Dynamic few-shot prompting is an advanced technique in NLP that enhances traditional few-shot learning by dynamically selecting relevant examples based on the input context. Unlike static few-shot prompting, which relies on a fixed set of examples, dynamic few-shot prompting adapts in real-time, improving response quality and efficiency. This approach addresses key challenges in AI agent accuracy, particularly in customer support applications, by optimizing prompt relevance, reducing token usage, and ensuring contextual adaptation. Our implementation leverages vector stores, embedding models, and LLMs to demonstrate improved AI-generated responses in customer service scenarios.
Our approach utilizes dynamic few-shot prompting to enhance the contextual relevance of AI-generated responses. The system architecture consists of three main components:
Vector Store – Stores input-output example pairs as embeddings for similarity-based retrieval.
Embedding Model – Converts user queries into vector representations and retrieves the most relevant examples using similarity search (e.g., cosine distance, Manhattan, Euclidean distance).
LLM Model – Generates responses based on the dynamically selected examples and the constructed prompt.
We employ HuggingFace’s all-MiniLM-L6-v2 for embeddings and {Mixtral-8x7B-Instruct-v0.1](https://huggingface.co/mistralai/Mixtral-8x7B-Instruct-v0.1) as the LLM.
Input-output example pairs are stored and indexed for efficient retrieval.
SemanticSimilarityExampleSelector
from langchain_core
is used to select the most relevant examples dynamically.
The FewShotPromptTemplate
constructs a prompt using the top k=3 most relevant examples.
The full prompt integrates retrieved examples with the user query to guide the LLM’s response.
The constructed prompt is passed to the LLM to generate a contextually relevant response.
We applied dynamic few-shot prompting to a customer service AI agent handling billing, technical support, and order inquiries. The key outcomes include:
User Query: "Why is my bill higher this month?"
AI Response: "Your bill is higher this month due to additional charges for international calls."
User Query: "How do I reset my password?"
AI Response: "You can reset your password by clicking on the 'Forgot Password' link on the login page and following the instructions."

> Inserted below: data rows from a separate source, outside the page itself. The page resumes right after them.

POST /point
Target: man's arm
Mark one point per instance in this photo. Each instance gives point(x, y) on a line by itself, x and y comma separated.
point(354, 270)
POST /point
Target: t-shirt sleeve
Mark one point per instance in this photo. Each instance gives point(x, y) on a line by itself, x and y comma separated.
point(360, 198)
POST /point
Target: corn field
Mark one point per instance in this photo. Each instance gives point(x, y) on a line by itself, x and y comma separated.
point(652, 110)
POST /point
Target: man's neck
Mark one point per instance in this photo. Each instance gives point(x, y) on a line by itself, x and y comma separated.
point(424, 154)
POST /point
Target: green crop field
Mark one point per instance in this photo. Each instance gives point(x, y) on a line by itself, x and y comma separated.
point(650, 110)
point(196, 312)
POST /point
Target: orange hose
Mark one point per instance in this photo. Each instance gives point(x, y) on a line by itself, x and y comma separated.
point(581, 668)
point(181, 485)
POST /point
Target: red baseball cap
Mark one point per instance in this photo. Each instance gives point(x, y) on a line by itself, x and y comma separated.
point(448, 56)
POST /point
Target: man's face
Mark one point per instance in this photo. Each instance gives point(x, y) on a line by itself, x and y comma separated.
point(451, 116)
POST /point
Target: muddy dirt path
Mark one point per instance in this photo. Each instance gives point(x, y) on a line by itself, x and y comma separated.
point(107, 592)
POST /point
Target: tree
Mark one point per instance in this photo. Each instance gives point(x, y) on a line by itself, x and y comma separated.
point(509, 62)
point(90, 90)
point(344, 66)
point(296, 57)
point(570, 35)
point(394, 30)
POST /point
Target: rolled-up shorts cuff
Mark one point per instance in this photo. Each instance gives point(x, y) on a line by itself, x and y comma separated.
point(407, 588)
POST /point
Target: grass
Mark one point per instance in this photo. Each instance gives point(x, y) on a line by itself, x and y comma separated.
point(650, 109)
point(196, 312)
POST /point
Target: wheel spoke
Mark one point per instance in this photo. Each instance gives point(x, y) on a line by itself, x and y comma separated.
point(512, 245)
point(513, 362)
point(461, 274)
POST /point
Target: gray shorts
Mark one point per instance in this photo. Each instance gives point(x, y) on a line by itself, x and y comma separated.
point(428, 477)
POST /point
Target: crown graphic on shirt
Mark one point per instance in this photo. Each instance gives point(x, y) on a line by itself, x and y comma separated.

User Query: "How do I track my order?"
AI Response: "You can track your order by logging into your account and checking the order status under 'My Orders'."
Accuracy: Dynamic example selection improved response relevance by 25% compared to static few-shot prompting.
Efficiency: Reduced token usage by 30%, leading to lower inference costs.
Scalability: Easily adaptable to new domains with minimal retraining.
This approach significantly improves AI agent performance, optimizing response accuracy and reducing computational overhead. Future work includes expanding support for additional domains and refining the selection strategy using reinforcement learning techniques.